Give yourself time to develop your style. Give yourself time to make mistakes. Give yourself years to know that you are great. Seek mentors at school who will teach you, guide you and offer you honest criticism. Find a job working under a chef who will shape you.
Creating is all about trial and error. Unless you can allow yourself to make the errors, you will stop trying. It's not just true of cooking; it's true of life. Even as the best, you will have to endure endless criticism, constant questioning and limitless scrutiny.
Unless you know you're good enough and create a life filled with people who can remind you, support you and guide you, you will give up before you even begin.
Dear Harlan: I am a 14-year-old gymnast, and I am getting sick of it.
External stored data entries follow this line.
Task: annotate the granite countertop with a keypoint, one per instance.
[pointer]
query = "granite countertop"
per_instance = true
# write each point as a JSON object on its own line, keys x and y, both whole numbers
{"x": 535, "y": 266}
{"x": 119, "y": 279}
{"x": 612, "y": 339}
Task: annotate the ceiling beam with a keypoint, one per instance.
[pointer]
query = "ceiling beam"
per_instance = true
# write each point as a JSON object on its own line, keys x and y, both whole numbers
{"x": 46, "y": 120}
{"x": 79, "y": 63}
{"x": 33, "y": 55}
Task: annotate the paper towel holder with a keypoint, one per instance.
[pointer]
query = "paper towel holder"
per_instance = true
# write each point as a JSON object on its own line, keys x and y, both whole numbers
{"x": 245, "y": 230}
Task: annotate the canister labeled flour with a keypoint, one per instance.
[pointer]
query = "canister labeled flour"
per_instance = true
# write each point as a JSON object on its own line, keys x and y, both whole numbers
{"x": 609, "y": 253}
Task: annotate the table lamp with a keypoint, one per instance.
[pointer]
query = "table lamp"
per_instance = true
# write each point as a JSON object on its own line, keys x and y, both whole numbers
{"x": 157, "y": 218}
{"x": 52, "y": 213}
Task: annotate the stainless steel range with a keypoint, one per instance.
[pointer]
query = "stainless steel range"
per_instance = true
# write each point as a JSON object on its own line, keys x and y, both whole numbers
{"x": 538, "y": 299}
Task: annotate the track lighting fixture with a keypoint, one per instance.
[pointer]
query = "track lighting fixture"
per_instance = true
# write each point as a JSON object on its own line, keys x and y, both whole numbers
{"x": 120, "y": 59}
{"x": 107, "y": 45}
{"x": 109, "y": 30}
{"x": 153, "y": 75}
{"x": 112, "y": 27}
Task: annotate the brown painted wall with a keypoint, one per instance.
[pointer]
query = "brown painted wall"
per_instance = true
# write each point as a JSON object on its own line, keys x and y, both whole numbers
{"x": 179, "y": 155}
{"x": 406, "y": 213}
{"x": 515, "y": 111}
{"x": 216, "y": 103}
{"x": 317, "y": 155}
I have been doing gymnastics for six years. My parents know that I want to quit, but they won't let me. How can I let them know that it's too much and that I want to quit? How can I persuade them to let me stop once they say "No"? — Bent Out Of Shape
Dear Bent: If your parents' goal is Olympic gold and yours is graduation, then you and they are in totally different places. If they think you're quitting because you're giving up, but you want to stop to try something new, then you are in totally different places.
See where they are; then tell them where you are. Ask them this question: "Why do you want me to keep doing something I no longer enjoy doing?" Listen to what they say. Then explain that you're not a quitter but rather you're looking to explore other options. Taking a break gives you time to figure out what's next.
If your parents still don't hear you, have someone else do your talking. Turn to a coach, a family friend or a teacher. Hearing it from someone other than you will sound entirely different — especially from a Romanian gymnastics coach named Karolyi.